The term “ghosting” rose in popularity amongst online daters and has been used to describe someone who ceases all communication or contact with another person whom they were dating.

Ghosting now applies in the workplace, when interviewees, new hires, or employees leave a position or interview without giving notice beforehand.
Although statistics are still lacking around workplace ghosting, it causes an obvious disruption and affects business productivity.

Why Do People Ghost an Employer?

The low unemployment rates are the reason behind ghosting, as reported by experts. With a booming job market, there are more job openings than there are job seekers. So, when a seemingly better opportunity appears, many wouldn’t hesitate for the next best gig.
At the same time, employees or interviewees would rather avoid uncomfortable conversations about leaving a position than having to face the employer. Thus, the ghosting occurs.

Why Is Ghosting a Bad Idea?

Though ghosting may be the easy way out, talking to employers about uncomfortable topics is the professional route. Overcoming awkward situations such as this can eventually build a person’s confidence and character.
Employers may not like the bad news, but respectable ones appreciate honesty and will receive the news gracefully. As a result, the person quitting may be seen in a better light and may even maintain a good referral instead of burning a bridge.

How Do We Prevent Ghosting?

Open and honest communication may keep ghosting at bay. Business consultants suggest maintaining meaningful relationships with employees during every stage of the hiring process, as reported by The Washington Post.
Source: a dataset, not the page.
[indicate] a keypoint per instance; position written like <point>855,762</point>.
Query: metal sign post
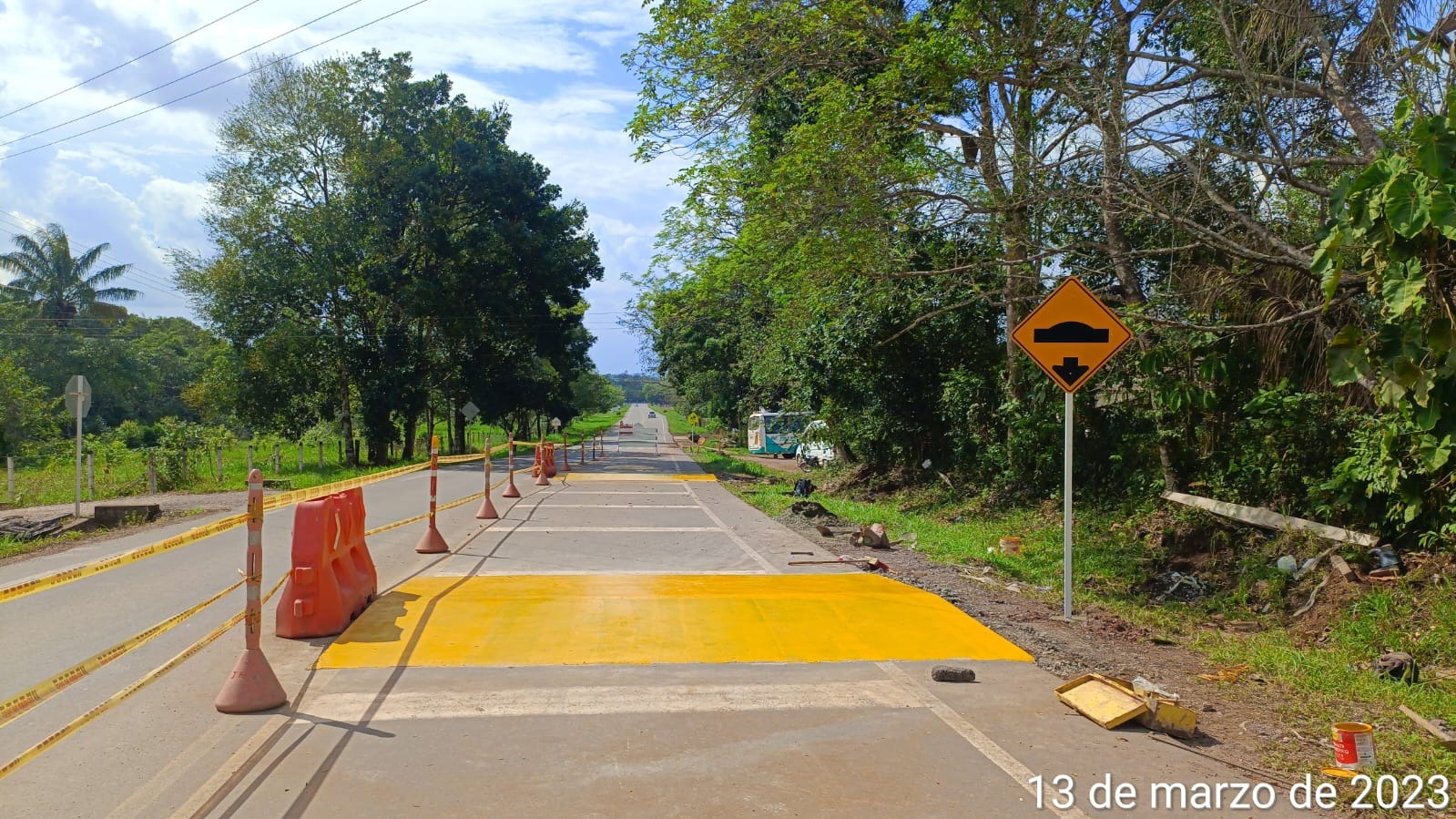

When workers feel valued and heard, they are less likely to quit without notice. If workers feel insignificant to the company, they will more likely ghost when a better opportunity comes along.

Ghosting may be unavoidable. However, attentiveness to potential hires and current employees may lessen the possibility of an employer left hanging. A step employers can make with their employees is to set aside time (15 minutes is sufficient) to ‘check in’. Doing so can make employees feel heard and valued.